Zum Hauptinhalt springen

Regular Expressions

Overview

Regular expressions (regex) are patterns used to match character combinations in strings. They are supported by virtually every programming language and many command-line tools (e.g. grep, sed, awk). A regex engine scans the input string and checks whether (and where) the pattern matches.

Basics

Character Classes

Match a single character from a defined set.

SyntaxMeaning
.Any character except newline
[abc]One of a, b, or c
[^abc]Any character except a, b, or c
[a-z]Any lowercase letter
[0-9]Any digit
\dDigit ([0-9])
\DNon-digit ([^0-9])
\wWord character ([a-zA-Z0-9_])
\WNon-word character ([^a-zA-Z0-9_])
\sWhitespace ([ \t\n\r\f\v])
\SNon-whitespace ([^\t\n\r\f\v])

Examples

Pattern: [A-Z]\w+
Input: "Hello World 123"
Matches: Hello, World

[A-Z] matches one uppercase letter, \w+ then matches one or more word characters after it. 123 has no uppercase letter at the start, so it is skipped. \w does include digits, but [A-Z] restricts the first character to letters only.

Pattern: \d\d\d
Input: "Call 555-1234"
Matches: 555, 123

Three consecutive digits. The - breaks the sequence, so 1234 produces two overlapping windows but only 123 matches as a complete three-digit group (the engine then continues at 4, which alone is not enough).

Quantifiers

Control how many times the preceding element must occur.

SyntaxMeaning
*0 or more (greedy)
+1 or more (greedy)
?0 or 1 (optional)
{n}Exactly n times
{n,}n or more times
{n,m}Between n and m times

Examples

Pattern: colou?r
Input: "color and colour"
Matches: color, colour

The ? makes the u optional, so both color (0 times u) and colour (1 time u) match.

Pattern: \d{2,4}
Input: "1 22 333 4444 55555"
Matches: 22, 333, 4444, 5555

Matches between 2 and 4 consecutive digits. 1 is too short. 55555 yields 5555 (greedy, so the engine takes the maximum 4) and the remaining 5 is too short for another match.

Anchors

Match a position rather than a character.

SyntaxMeaning
^Start of string (or line with m)
$End of string (or line with m)
\bWord boundary
\BNon-word boundary

Examples

Pattern: \bcat\b
Matches: "the cat sat" => cat
No match: "concatenate"

\b marks the boundary between a word character and a non-word character. In concatenate, cat is surrounded by other letters, so \b does not match at those positions.

Pattern: ^\d+
Input: "42 is the answer"
Match: 42

^ anchors the match to the start of the string. \d+ then matches one or more digits from that position. Since 42 is at the very beginning, it matches.

Pattern: \.$
Input: "End of sentence."
Match: .

$ anchors the match to the end of the string. \. matches a literal dot (escaped because . normally means "any character"). Together they match a dot at the end of the string.

Groups and Alternation

Parentheses () create groups that capture the matched substring.

Pattern: (foo)(bar)
Input: foobar
Group 1: foo
Group 2: bar

Each pair of () creates a numbered group. The full match is foobar, but the groups let you access foo and bar individually (e.g. for search-and-replace or extraction).

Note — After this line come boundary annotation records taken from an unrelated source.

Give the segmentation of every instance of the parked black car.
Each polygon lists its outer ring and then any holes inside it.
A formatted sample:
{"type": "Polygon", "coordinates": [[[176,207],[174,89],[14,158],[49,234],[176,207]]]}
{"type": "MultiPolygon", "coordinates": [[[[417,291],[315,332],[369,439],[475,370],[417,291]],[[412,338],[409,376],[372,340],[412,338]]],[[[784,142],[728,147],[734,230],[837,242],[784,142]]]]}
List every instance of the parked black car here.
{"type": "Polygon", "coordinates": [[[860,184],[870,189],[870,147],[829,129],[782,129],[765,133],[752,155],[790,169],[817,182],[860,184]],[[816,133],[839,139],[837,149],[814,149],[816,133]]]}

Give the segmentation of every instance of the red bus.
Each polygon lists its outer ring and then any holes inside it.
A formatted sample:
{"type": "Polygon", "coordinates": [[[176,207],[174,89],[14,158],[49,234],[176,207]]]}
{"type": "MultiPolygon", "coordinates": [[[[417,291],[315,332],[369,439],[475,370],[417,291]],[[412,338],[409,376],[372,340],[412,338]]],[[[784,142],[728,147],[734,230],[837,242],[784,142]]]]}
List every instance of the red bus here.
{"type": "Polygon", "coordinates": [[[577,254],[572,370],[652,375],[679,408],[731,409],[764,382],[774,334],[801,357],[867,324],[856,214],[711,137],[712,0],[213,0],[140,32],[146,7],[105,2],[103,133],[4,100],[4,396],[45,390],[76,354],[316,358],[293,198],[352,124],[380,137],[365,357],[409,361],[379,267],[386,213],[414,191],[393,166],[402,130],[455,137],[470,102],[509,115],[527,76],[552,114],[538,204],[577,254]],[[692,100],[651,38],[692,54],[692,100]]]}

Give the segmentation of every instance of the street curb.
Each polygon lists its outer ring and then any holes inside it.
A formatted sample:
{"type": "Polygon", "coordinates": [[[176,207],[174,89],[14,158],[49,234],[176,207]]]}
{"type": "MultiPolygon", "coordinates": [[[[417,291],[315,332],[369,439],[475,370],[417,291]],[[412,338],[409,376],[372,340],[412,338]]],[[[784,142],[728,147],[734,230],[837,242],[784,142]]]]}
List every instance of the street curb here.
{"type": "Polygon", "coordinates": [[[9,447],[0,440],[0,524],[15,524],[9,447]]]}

The pipe | acts as a logical OR.

Pattern: cat|dog
Matches: cat, dog

The engine tries cat first, and if that fails at the current position, it tries dog.

Pattern: (\d{3})-(\d{4})
Input: "555-1234"
Group 1: 555
Group 2: 1234

Groups can capture parts of a structured string separately. Here the area code and number are split into two groups, while the - is matched but not captured.

Flags

Flags modify how the pattern is applied.

FlagNameEffect
gGlobalFind all matches, not just the first
iCase-insensitiveIgnore upper/lower case
mMultiline^ and $ match start/end of each line
sDotall. also matches newline characters
uUnicodeTreat pattern and input as Unicode

Examples

Pattern (no flag): /hello/
Input: "Hello World"
No match

Pattern (with i): /hello/i
Input: "Hello World"
Match: Hello

Without the i flag, hello does not match Hello because the H is uppercase. With the i flag, case is ignored and the match succeeds.

Advanced Patterns

Greedy vs. Lazy

  • Greedy (default): matches as much as possible
  • Lazy (append ?): matches as little as possible
SyntaxMeaning
*?0 or more (lazy)
+?1 or more (lazy)
??0 or 1 (lazy)

Examples

Input:   <b>bold</b> and <b>more</b>

Greedy: <.*> => 1 match: <b>bold</b> and <b>more</b>
Lazy: <.*?> => 4 matches: <b>, </b>, <b>, </b>

Greedy .* expands as far as possible, matching from the first < to the very last >, the entire string in one match. Lazy .*? stops at the earliest possible >, so each tag is matched individually.

Non-Capturing Groups

Use (?:...) when grouping is needed but capturing is not.

Pattern: (?:foo|bar)baz
Matches: foobaz, barbaz

Named Groups

Use (?<name>...) to assign a name to a group.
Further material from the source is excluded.